However I don't mind being able to get LAN internet at a hotel that wants me to pay $24 per day for wifi when they have VoiP phones that have internet access...
I often bring a small wifi router with me, hook it up to Ethernet (often taking the TV or phone ethernet connection), then set up a local wifi that I can connect a Chromecast to. That in turn sits in the tv, of course.
That gives me internet and streamability/casting to the tv :)
Every single hotel I’ve been to in the last year or so has pitiful bandwidth, which is completely saturated after dark once everyone fires up Netflix and lets it run all night long.
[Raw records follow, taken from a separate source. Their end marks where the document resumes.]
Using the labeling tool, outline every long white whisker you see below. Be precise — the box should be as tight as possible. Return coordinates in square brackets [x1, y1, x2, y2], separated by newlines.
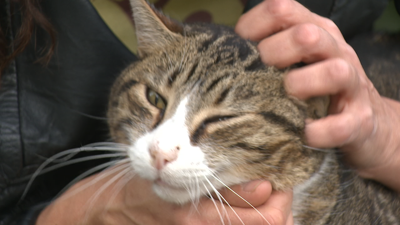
[38, 153, 126, 176]
[215, 192, 245, 225]
[211, 174, 271, 225]
[104, 170, 136, 210]
[204, 176, 230, 224]
[303, 145, 332, 153]
[60, 159, 130, 198]
[83, 168, 131, 221]
[202, 179, 225, 225]
[19, 147, 126, 202]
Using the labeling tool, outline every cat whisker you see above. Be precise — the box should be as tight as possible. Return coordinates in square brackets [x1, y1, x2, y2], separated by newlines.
[38, 153, 126, 176]
[19, 145, 125, 202]
[55, 159, 129, 198]
[104, 171, 136, 214]
[303, 145, 332, 153]
[55, 159, 129, 198]
[83, 166, 131, 221]
[211, 174, 271, 225]
[202, 179, 225, 225]
[205, 177, 239, 225]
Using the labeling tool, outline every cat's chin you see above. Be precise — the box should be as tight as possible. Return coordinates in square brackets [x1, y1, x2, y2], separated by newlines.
[153, 180, 201, 205]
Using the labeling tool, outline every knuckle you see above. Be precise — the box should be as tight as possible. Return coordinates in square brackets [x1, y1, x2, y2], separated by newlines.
[293, 23, 321, 48]
[264, 209, 286, 225]
[321, 17, 341, 34]
[360, 106, 374, 131]
[328, 58, 351, 84]
[334, 116, 355, 145]
[264, 0, 292, 17]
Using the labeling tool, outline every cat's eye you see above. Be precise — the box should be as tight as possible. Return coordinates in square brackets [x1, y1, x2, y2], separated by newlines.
[147, 89, 167, 110]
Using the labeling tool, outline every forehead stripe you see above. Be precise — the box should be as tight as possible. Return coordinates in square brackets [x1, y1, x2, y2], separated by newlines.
[117, 80, 138, 96]
[259, 111, 303, 136]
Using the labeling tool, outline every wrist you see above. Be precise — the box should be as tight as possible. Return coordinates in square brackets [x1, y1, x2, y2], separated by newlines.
[358, 97, 400, 193]
[36, 173, 123, 225]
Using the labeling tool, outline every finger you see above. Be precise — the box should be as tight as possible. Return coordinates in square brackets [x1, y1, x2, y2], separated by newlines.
[235, 0, 343, 41]
[286, 212, 294, 225]
[220, 180, 272, 208]
[284, 58, 360, 99]
[305, 113, 360, 148]
[258, 23, 342, 68]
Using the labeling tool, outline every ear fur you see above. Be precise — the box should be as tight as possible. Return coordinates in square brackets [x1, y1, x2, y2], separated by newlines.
[130, 0, 183, 58]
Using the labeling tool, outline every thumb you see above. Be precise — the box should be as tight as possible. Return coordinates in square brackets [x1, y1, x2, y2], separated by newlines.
[220, 180, 272, 208]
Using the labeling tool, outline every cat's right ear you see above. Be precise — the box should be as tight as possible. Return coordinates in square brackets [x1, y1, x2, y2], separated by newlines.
[130, 0, 183, 58]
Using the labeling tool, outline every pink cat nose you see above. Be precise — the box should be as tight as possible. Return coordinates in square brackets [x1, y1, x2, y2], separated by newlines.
[149, 142, 180, 170]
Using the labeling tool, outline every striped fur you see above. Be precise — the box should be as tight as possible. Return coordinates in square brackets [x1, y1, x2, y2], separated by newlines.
[108, 0, 400, 224]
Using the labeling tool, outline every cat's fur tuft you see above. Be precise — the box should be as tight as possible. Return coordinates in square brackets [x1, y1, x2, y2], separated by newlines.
[108, 0, 400, 224]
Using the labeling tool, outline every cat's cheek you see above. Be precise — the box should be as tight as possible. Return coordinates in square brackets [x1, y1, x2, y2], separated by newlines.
[128, 134, 158, 181]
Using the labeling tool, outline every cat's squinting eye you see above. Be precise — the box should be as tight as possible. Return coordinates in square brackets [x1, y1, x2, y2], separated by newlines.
[147, 89, 167, 110]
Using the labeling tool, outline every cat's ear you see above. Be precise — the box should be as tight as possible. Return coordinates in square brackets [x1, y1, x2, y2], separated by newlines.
[130, 0, 183, 58]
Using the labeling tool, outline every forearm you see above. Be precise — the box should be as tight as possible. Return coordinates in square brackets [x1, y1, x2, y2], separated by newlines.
[359, 97, 400, 193]
[36, 175, 119, 225]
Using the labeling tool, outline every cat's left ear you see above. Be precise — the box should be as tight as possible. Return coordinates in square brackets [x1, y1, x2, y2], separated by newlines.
[130, 0, 183, 58]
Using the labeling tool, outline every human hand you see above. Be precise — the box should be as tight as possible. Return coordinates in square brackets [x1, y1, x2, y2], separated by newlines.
[114, 178, 293, 225]
[36, 172, 293, 225]
[236, 0, 400, 191]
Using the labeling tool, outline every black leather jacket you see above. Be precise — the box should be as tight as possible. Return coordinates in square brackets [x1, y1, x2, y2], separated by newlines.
[0, 0, 136, 224]
[0, 0, 394, 224]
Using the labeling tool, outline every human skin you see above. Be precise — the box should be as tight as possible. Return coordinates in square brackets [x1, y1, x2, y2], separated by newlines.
[37, 0, 400, 225]
[236, 0, 400, 192]
[36, 169, 293, 225]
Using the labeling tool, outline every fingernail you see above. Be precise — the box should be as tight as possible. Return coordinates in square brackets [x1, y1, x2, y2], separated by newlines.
[242, 180, 263, 193]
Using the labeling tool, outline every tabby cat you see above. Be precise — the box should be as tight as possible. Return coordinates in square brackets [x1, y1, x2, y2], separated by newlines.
[108, 0, 400, 224]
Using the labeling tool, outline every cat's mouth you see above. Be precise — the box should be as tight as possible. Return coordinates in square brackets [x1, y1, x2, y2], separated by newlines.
[154, 178, 186, 191]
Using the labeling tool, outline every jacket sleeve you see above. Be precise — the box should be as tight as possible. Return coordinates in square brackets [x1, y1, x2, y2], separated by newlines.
[0, 0, 136, 222]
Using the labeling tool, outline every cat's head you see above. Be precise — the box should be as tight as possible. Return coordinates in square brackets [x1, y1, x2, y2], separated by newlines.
[108, 0, 326, 203]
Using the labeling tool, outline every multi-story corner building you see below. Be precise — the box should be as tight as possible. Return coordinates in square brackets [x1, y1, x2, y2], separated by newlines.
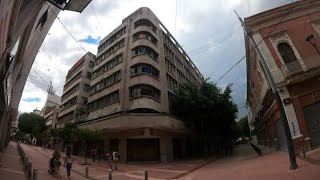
[0, 0, 59, 151]
[57, 52, 96, 127]
[79, 7, 203, 162]
[0, 0, 91, 152]
[41, 90, 61, 129]
[245, 0, 320, 151]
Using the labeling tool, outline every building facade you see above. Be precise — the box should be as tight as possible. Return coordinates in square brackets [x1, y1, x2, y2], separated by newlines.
[79, 7, 204, 162]
[57, 52, 95, 127]
[42, 91, 61, 130]
[245, 0, 320, 152]
[0, 0, 59, 151]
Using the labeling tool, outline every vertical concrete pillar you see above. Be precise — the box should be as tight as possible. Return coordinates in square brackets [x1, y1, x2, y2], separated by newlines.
[0, 111, 5, 152]
[160, 136, 173, 163]
[0, 111, 8, 152]
[103, 139, 110, 153]
[181, 139, 187, 157]
[119, 138, 127, 163]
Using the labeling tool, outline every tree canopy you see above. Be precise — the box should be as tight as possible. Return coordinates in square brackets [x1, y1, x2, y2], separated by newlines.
[170, 80, 238, 153]
[18, 113, 46, 137]
[238, 116, 250, 137]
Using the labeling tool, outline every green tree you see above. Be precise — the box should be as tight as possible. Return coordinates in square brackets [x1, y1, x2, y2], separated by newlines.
[238, 116, 250, 137]
[49, 129, 64, 147]
[18, 113, 46, 137]
[77, 128, 102, 164]
[171, 80, 238, 155]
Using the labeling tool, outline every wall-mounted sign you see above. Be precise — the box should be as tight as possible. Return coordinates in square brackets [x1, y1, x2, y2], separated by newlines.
[312, 91, 320, 102]
[283, 98, 291, 105]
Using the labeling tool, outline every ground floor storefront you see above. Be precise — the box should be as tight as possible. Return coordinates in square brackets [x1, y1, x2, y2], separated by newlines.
[254, 76, 320, 153]
[79, 113, 199, 162]
[288, 76, 320, 150]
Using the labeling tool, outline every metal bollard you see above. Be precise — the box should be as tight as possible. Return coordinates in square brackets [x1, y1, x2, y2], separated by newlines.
[86, 165, 89, 177]
[144, 170, 148, 180]
[274, 138, 280, 150]
[27, 161, 32, 179]
[301, 146, 306, 159]
[32, 168, 38, 180]
[108, 169, 112, 180]
[23, 157, 29, 172]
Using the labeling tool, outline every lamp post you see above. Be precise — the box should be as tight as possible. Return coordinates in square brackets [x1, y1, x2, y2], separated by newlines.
[47, 0, 92, 13]
[306, 34, 320, 55]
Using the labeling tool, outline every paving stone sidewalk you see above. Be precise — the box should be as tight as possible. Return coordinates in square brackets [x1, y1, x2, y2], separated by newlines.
[0, 142, 26, 180]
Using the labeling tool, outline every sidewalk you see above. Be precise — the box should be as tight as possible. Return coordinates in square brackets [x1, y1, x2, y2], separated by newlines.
[23, 145, 208, 180]
[22, 145, 259, 180]
[0, 142, 25, 180]
[300, 148, 320, 165]
[20, 143, 86, 180]
[179, 151, 320, 180]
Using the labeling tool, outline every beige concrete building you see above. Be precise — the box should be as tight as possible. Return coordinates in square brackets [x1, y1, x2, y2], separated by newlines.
[79, 7, 203, 162]
[57, 52, 96, 127]
[41, 91, 61, 129]
[0, 0, 59, 151]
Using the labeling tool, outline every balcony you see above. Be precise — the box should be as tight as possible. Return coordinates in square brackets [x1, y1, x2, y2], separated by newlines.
[281, 55, 320, 78]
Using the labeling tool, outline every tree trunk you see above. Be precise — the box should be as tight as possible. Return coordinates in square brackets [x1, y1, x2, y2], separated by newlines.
[84, 141, 88, 164]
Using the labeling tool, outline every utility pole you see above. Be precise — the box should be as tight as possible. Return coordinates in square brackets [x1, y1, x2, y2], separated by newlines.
[234, 11, 298, 170]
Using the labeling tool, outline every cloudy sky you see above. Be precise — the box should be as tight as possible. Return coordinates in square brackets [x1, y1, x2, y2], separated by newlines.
[19, 0, 292, 117]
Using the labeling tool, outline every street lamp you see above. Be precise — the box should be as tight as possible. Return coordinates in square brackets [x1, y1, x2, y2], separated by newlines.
[47, 0, 92, 13]
[306, 34, 320, 55]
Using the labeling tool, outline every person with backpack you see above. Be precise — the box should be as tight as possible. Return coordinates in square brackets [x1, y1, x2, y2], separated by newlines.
[112, 151, 120, 171]
[63, 153, 73, 178]
[106, 152, 112, 170]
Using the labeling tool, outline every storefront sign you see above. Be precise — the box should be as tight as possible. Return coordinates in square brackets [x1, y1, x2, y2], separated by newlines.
[312, 91, 320, 102]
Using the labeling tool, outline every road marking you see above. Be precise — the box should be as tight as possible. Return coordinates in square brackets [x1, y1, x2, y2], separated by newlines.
[148, 168, 188, 173]
[0, 168, 24, 174]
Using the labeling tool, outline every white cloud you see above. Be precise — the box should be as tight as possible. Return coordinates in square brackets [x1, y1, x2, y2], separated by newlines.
[19, 0, 287, 115]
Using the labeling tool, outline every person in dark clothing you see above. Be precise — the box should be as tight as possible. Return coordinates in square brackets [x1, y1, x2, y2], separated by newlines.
[63, 153, 73, 178]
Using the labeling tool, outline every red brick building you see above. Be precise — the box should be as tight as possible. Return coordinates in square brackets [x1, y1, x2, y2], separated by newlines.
[245, 0, 320, 151]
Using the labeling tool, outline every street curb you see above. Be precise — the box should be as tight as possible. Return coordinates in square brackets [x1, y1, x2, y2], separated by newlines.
[296, 154, 320, 166]
[170, 158, 217, 179]
[29, 146, 98, 180]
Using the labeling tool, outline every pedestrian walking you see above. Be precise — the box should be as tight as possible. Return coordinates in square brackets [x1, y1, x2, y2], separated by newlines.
[106, 152, 112, 170]
[52, 147, 61, 178]
[112, 151, 120, 171]
[91, 148, 97, 162]
[63, 153, 74, 178]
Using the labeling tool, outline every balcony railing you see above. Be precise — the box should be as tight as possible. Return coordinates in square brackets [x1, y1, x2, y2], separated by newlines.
[281, 55, 320, 78]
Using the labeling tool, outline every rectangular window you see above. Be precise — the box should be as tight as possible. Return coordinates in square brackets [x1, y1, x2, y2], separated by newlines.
[89, 90, 119, 111]
[89, 61, 94, 67]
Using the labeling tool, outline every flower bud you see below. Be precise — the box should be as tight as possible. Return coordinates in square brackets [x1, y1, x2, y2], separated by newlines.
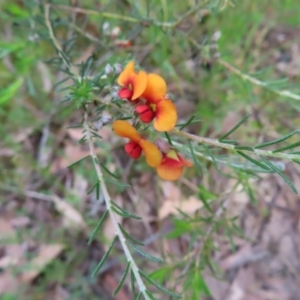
[124, 141, 142, 159]
[135, 104, 155, 123]
[114, 64, 123, 74]
[155, 138, 170, 153]
[105, 64, 114, 75]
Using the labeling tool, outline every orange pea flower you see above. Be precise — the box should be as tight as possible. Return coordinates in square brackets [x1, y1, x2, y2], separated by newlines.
[118, 61, 147, 101]
[113, 120, 162, 168]
[156, 149, 193, 181]
[136, 74, 177, 131]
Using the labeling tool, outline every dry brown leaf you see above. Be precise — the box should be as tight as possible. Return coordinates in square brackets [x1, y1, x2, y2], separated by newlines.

Or, even better, your services need authentication and authorization even on internal network, with some sort of SSO and/or federated authentication, so it actually doesn't matter where you are. Google's own BeyondCorp initiative works kind of this way.
Getting a route to the outside internet is not such a big deal; access to internal data is.
By the way: it's "amateur hour" if, as you say, that happens for a switch in a public/semipublic area in an office structure. On the contrary, I've seen a lot of "all-enabled" switches if those were accessible just from INSIDE the datacenter, where few people had access. It's not a really reasonable scenario.
It's amateur hour if you can just plug in any random rpi, it gets a DHCP lease, access to the company lan, and a route to the outside internet.